O jogo imitando a vida

“O Futebol é metáfora da própria vida”[1]

“Quando você proíbe jogo de futebol, entre outras coisas, está partindo para um histerismo”. A frase de nosso “excrementíssimo” senhor presidente da república, proferida quando a OMS já havia declarado como “Pandemia” a infecção por covid-19, seria apenas mais uma demonstração de irresponsabilidade, não fosse o futebol um dos vetores de transmissão do coronavírus pela Europa[2]. A frase, portanto, é mais que irresponsável, é criminosa. O jogo entre Atalanta e Valência, ocorrido em Milão em 19 de fevereiro de 2020, levou nada menos que 45 mil apaixonados pelo Atalanta a deixarem Bérgamo, na Lombardia, em direção ao Estádio SanSiro, e esta viagem pode ter decretado o caos posterior na região, que até então não tinha nenhum caso de covid-19. Entre jogadores, 35% do elenco do Valência acabou infectado. Responsáveis ou irresponsáveis à parte, o fato é que a suspensão do futebol nos trouxe (além de insuportáveis reprises em verde e amarelo) a reflexão sobre o jogo e a vida.

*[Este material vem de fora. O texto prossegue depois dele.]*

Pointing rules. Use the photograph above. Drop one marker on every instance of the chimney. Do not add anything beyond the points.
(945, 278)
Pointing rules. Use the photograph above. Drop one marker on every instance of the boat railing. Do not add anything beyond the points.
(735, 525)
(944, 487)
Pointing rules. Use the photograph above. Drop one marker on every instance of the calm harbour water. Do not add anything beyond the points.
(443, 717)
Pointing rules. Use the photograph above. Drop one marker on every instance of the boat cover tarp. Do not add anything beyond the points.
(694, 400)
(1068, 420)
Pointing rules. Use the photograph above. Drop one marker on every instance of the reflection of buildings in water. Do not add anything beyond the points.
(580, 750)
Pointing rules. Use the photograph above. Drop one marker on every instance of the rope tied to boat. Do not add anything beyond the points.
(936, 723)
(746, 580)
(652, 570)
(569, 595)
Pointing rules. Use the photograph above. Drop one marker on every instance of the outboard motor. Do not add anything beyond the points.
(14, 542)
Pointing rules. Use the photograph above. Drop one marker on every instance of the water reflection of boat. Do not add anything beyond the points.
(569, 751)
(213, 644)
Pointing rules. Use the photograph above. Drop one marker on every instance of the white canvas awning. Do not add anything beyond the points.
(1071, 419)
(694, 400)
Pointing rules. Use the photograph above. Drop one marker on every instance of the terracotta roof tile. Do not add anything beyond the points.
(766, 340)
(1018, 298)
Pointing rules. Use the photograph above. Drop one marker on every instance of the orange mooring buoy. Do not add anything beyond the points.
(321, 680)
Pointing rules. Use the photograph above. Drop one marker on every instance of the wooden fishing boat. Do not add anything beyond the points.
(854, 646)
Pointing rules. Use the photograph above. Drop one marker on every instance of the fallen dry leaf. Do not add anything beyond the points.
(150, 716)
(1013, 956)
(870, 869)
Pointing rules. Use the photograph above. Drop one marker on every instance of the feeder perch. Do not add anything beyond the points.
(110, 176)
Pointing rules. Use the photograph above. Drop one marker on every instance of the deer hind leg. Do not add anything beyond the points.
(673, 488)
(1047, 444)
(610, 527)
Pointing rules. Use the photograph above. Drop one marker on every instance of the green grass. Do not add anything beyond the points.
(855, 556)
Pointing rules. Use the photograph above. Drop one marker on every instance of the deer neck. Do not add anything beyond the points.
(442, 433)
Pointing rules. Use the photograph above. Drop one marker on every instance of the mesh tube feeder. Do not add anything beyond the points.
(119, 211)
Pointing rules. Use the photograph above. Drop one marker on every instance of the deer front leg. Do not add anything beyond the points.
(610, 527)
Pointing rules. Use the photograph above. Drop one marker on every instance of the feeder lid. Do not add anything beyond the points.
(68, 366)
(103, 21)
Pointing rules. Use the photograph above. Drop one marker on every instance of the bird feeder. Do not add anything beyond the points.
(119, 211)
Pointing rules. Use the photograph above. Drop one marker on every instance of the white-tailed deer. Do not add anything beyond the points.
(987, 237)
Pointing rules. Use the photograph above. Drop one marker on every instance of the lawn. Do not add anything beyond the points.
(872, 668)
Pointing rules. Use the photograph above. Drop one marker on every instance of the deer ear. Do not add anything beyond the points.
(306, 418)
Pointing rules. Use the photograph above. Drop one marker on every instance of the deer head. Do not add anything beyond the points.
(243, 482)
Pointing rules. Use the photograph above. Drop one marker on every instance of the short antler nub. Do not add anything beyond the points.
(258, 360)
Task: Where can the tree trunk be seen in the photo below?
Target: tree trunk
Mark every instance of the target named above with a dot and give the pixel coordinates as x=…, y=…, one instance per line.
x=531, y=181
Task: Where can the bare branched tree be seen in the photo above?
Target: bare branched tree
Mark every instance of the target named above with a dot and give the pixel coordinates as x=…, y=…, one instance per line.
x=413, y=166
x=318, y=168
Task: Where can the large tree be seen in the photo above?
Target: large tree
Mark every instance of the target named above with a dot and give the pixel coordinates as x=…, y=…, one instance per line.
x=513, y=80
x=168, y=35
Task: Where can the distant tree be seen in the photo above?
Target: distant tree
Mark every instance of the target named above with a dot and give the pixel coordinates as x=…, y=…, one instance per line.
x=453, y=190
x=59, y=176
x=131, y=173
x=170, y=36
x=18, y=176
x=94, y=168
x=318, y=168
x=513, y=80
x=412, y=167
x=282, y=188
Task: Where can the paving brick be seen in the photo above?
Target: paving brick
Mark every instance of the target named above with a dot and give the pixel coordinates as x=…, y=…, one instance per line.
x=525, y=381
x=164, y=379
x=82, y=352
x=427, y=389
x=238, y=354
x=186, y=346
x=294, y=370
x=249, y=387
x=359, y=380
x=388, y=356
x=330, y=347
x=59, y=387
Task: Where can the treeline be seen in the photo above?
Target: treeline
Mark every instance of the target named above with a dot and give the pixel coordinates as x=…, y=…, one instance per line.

O “drama” e a abstinência dos amantes do esporte mais popular do mundo pode ser prolongado. Embora este seja visto, por um lado, como forma de acalmar os ânimos e distrair multidões de solitários em seus sofás, a entidade da ONU para a saúde, a OMS, sugeriu recentemente a paralisação do futebol europeu até final de 2021, sim 2021![3] Estima-se uma perda de algo em torno de 4 bilhões de Euros caso as competições não sejam realizadas. Na América Latina as cifras são evidentemente menores, mas, como é previsível, todos vão sofrer, uns mais outros menos.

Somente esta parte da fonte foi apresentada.